Minneapolis, Minn. — It was probably inevitable that Dave Krejci would eventually invent an instrument like the Cleophone.

All his life he's tinkered, at times obsessively, with objects that emit sounds. Stuff like recording notes from several different organs over each other, or running short wave radios through a number of amps to see how they drone.

"But this was kind of the next step I guess," he says. "And it was a little bit more fun because you actually made the sound as opposed to just turning on a bunch of things and letting them do their own thing."

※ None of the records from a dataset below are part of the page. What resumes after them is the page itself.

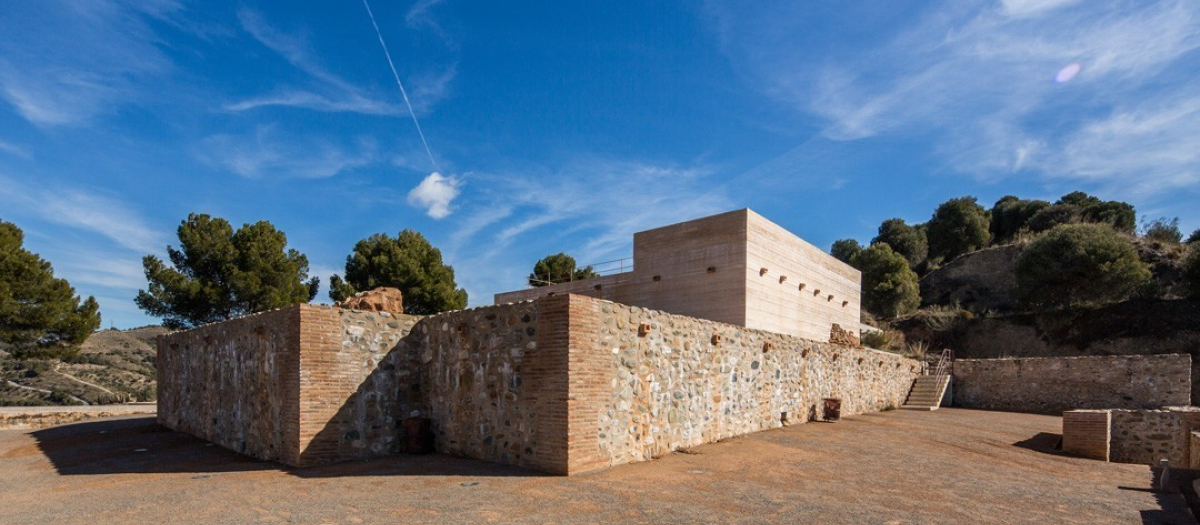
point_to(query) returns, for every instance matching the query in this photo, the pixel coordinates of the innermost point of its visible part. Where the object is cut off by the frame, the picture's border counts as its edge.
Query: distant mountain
(113, 366)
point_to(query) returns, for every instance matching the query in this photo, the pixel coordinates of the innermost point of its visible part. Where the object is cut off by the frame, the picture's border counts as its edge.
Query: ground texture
(949, 466)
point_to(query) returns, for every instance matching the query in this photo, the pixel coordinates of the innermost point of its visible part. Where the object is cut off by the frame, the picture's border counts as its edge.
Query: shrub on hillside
(958, 227)
(889, 285)
(1192, 270)
(1079, 265)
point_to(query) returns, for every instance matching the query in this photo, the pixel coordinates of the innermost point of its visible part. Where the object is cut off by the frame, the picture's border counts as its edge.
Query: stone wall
(235, 384)
(565, 384)
(647, 382)
(1054, 385)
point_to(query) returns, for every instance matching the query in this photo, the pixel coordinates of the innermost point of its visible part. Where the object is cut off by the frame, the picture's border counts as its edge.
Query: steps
(927, 392)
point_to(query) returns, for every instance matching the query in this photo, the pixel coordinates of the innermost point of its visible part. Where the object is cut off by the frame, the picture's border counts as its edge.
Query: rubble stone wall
(1054, 385)
(647, 382)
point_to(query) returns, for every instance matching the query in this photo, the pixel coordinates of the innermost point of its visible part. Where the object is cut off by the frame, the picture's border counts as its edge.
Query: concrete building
(736, 267)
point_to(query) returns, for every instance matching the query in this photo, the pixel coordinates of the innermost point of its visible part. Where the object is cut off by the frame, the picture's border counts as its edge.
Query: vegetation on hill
(407, 263)
(40, 314)
(219, 273)
(558, 267)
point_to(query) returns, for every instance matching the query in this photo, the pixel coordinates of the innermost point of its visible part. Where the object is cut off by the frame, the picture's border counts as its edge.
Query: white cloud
(64, 62)
(978, 80)
(435, 194)
(90, 211)
(271, 154)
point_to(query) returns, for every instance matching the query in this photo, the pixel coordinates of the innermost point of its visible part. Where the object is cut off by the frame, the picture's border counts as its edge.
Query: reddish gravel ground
(949, 466)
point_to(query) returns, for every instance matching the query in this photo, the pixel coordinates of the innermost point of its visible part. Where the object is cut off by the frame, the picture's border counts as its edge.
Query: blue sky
(569, 126)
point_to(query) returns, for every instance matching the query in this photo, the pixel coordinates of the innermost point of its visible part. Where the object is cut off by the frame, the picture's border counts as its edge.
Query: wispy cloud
(64, 62)
(979, 80)
(435, 194)
(84, 210)
(268, 152)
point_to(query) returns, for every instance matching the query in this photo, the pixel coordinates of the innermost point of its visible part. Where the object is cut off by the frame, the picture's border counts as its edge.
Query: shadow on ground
(138, 445)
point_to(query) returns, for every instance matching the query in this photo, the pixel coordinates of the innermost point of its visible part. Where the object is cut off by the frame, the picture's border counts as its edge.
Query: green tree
(906, 240)
(1163, 230)
(407, 263)
(1192, 270)
(1121, 216)
(1054, 216)
(40, 314)
(889, 285)
(846, 251)
(558, 267)
(1011, 215)
(219, 273)
(958, 227)
(1079, 265)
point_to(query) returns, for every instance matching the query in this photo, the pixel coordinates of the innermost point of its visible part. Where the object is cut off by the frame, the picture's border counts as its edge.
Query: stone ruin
(383, 299)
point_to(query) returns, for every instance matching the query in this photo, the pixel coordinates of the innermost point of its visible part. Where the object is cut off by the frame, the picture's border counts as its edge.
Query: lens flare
(1067, 73)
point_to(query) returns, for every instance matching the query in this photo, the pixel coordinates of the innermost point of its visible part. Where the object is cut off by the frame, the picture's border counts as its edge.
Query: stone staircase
(927, 392)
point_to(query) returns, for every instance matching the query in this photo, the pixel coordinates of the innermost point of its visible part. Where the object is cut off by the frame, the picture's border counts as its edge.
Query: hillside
(113, 366)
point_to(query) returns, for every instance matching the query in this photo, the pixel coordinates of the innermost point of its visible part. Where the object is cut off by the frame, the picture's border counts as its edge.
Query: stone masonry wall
(1054, 385)
(641, 392)
(235, 384)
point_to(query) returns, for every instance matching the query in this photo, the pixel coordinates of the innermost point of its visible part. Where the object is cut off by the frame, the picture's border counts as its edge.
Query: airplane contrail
(402, 91)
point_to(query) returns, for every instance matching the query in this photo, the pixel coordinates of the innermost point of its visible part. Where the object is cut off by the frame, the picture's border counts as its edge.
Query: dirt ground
(949, 466)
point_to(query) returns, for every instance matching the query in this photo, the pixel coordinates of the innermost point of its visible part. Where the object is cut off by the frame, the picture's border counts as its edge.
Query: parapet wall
(565, 384)
(1054, 385)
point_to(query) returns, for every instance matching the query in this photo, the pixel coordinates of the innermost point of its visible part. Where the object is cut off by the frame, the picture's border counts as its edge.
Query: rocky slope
(113, 367)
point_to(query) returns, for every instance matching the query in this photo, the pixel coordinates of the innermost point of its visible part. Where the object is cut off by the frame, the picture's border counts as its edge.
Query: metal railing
(943, 366)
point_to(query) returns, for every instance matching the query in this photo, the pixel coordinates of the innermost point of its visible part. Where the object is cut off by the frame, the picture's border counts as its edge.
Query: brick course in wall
(563, 385)
(1054, 385)
(1085, 433)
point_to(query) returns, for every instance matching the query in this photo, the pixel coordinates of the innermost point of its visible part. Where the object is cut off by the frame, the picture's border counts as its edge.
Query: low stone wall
(1054, 385)
(647, 382)
(1138, 436)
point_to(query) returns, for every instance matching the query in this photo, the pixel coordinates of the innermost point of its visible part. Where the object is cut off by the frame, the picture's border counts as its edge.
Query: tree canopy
(1079, 265)
(219, 273)
(958, 227)
(558, 267)
(407, 263)
(906, 240)
(846, 251)
(40, 314)
(889, 285)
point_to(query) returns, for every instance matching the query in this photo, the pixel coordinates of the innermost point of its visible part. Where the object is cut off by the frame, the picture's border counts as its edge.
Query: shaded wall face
(637, 397)
(235, 384)
(1054, 385)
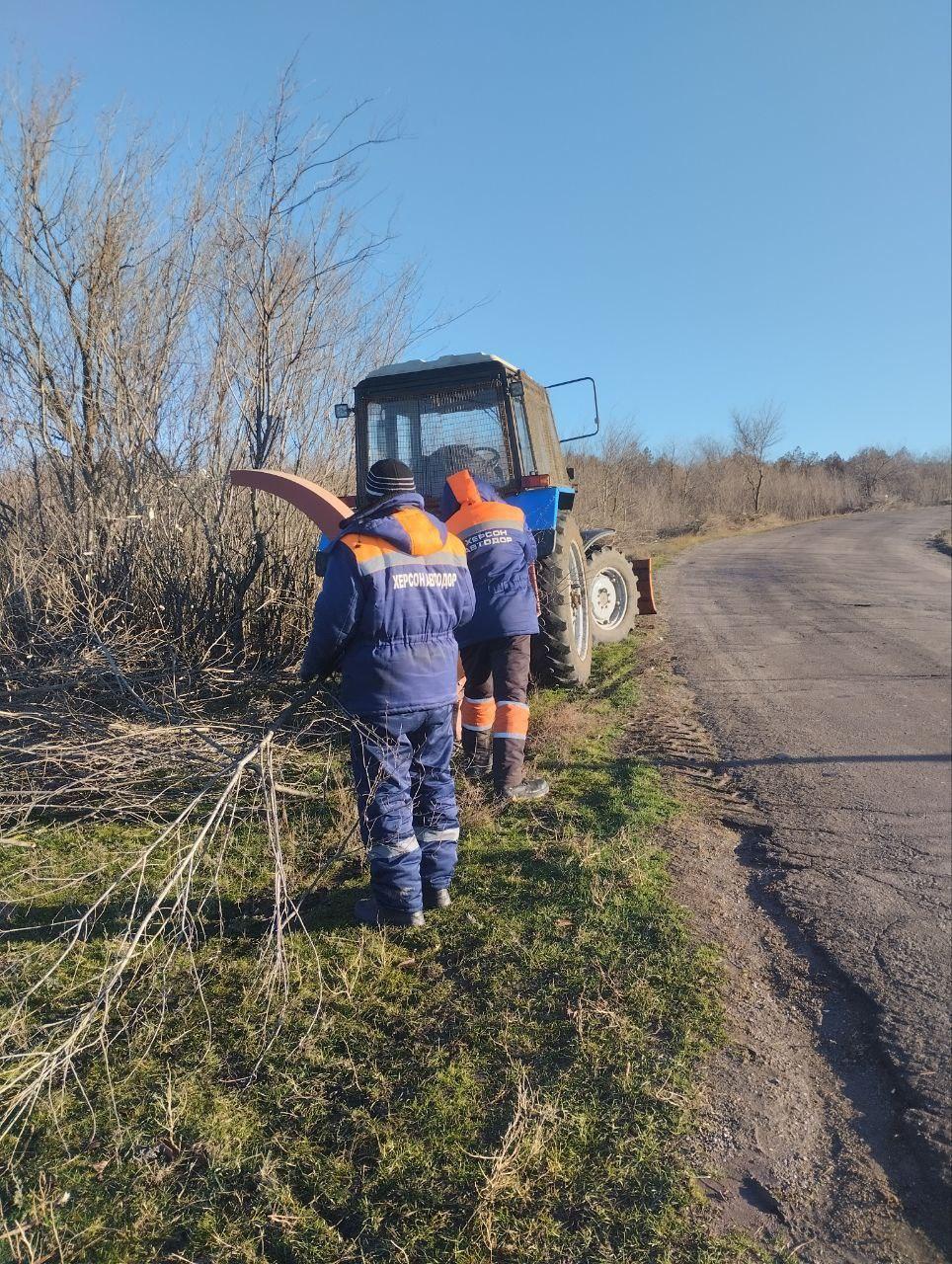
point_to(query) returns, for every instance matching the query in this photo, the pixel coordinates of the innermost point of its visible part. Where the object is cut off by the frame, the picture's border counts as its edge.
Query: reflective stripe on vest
(373, 555)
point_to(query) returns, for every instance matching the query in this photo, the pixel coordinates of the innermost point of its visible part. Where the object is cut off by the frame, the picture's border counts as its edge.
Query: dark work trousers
(496, 708)
(407, 803)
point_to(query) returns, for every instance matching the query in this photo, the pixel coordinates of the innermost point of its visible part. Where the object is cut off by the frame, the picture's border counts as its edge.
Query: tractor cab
(474, 412)
(482, 414)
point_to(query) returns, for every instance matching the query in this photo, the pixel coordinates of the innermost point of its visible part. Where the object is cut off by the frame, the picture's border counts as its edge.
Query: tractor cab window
(437, 433)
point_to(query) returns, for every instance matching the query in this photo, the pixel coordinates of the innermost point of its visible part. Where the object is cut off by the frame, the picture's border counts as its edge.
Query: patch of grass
(942, 540)
(511, 1084)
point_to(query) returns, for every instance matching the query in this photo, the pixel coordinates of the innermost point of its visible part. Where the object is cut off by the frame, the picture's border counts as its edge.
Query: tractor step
(646, 592)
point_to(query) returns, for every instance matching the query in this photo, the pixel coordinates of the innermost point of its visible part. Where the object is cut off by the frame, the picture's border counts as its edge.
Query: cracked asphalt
(821, 656)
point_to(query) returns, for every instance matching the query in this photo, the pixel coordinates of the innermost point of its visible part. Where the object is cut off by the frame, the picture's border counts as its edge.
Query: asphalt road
(821, 658)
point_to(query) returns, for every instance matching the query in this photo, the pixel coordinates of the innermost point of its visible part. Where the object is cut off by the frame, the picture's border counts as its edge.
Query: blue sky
(703, 203)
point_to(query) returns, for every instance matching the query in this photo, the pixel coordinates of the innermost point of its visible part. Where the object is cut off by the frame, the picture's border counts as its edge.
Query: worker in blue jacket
(395, 592)
(495, 645)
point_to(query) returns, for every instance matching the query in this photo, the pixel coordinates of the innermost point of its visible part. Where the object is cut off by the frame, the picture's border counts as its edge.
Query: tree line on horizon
(166, 316)
(711, 483)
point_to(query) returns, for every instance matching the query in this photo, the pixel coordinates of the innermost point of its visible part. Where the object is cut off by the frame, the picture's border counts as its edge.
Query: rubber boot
(368, 912)
(477, 753)
(526, 791)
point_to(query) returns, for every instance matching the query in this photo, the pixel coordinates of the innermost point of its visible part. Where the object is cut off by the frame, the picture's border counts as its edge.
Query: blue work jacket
(501, 549)
(395, 592)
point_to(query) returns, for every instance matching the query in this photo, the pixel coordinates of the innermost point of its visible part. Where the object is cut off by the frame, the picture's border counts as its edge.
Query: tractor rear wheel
(613, 595)
(562, 654)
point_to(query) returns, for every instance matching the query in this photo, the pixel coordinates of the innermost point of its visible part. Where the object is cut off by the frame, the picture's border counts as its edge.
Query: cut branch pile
(193, 784)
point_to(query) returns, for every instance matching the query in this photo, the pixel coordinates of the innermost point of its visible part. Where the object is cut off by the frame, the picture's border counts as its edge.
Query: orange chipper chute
(325, 510)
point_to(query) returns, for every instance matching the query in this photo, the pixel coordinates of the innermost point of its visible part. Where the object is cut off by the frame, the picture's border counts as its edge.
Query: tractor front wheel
(613, 595)
(562, 654)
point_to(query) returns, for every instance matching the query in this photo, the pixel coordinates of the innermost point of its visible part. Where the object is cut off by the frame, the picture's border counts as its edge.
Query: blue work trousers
(407, 803)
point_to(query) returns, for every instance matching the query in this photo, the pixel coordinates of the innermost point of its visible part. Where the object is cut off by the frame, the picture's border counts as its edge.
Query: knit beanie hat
(388, 478)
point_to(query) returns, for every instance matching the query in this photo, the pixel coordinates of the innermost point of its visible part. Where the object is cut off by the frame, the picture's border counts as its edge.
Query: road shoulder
(780, 1154)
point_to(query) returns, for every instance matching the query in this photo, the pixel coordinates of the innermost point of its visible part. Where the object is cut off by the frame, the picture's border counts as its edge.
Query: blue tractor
(481, 414)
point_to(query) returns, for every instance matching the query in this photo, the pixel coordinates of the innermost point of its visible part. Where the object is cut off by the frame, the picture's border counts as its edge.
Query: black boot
(368, 912)
(526, 791)
(436, 898)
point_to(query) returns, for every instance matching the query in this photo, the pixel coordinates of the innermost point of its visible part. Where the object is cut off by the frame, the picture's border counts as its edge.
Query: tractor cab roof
(442, 361)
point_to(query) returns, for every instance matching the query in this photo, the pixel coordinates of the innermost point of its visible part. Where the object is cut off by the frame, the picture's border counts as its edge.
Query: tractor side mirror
(596, 420)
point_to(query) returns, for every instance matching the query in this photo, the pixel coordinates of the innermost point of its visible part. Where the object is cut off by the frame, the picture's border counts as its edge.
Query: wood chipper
(481, 414)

It all started when Krejci began imagining what might happen if he took the pickups or little microphones from a Fender Rhodes electric piano and used them on regular piano strings. His Cleophone consists of 12 strings of various thicknesses on a narrow piece of super hard African rain forest wood stretched over a series of strategically located pickups. It's hooked up to two B-3 Hammond organ amplifiers.

Krejci uses piano hammers, bows, brushes even bones to play the Cleophone, each drawing a different sound from the strings. With the help of the reverberating organ amps, the notes take on a life of their own.

"They start to mix with each other in ways that I could never imagine playing," he says. "So you start hearing things, I'll start hearing things that I'm not playing. But they're two notes clashing that create a different sound and start vibrating against each other."

Krejci says the Cleophone went from something he putzed around with in the basement to an actual instrument when he thought up its name.

"My daughter's name is Cleo," he says. "She loves the name of it. I think the first time she heard she made some reference to the 'spooky Scooby Doo sound' so I took that as a very high compliment."

During the day Krecji works for a Twin Cities PR firm. At night he sometimes plays in a loud rock band known as the Reverend Strychn Trio. What he likes about the Cleophone is its potential to reach audiences beyond the dingy bar scene.

"It has no lyrics," Krejci says. "It has no inherent point. There's no politics behind it, there's not even any emotion behind it. It's simply just there to exist as a nice sound."

Nice, especially if you like ethereal haunting sounds that can immediately become the soundtrack for a suspense or horror film.

Krejci has no plans to mass produce the Cleophone, but he would love it if other people tried to play his. He thinks percussionists might have a special knack. He dreams of playing it himself in some kind acoustically pristine concert hall.

Krejci worries a little though about how people will respond when they hear it.

"What I really want to accomplish is have them not care that this was an invented instrument, have them not care that I made the instrument, I want them to sit there and like the music," he says. "I will be disppointed if people who say 'wow that's great that you did that' and then they go hear it and don't think it sounds that good. Because it's obviously about sounding, it's not about looking."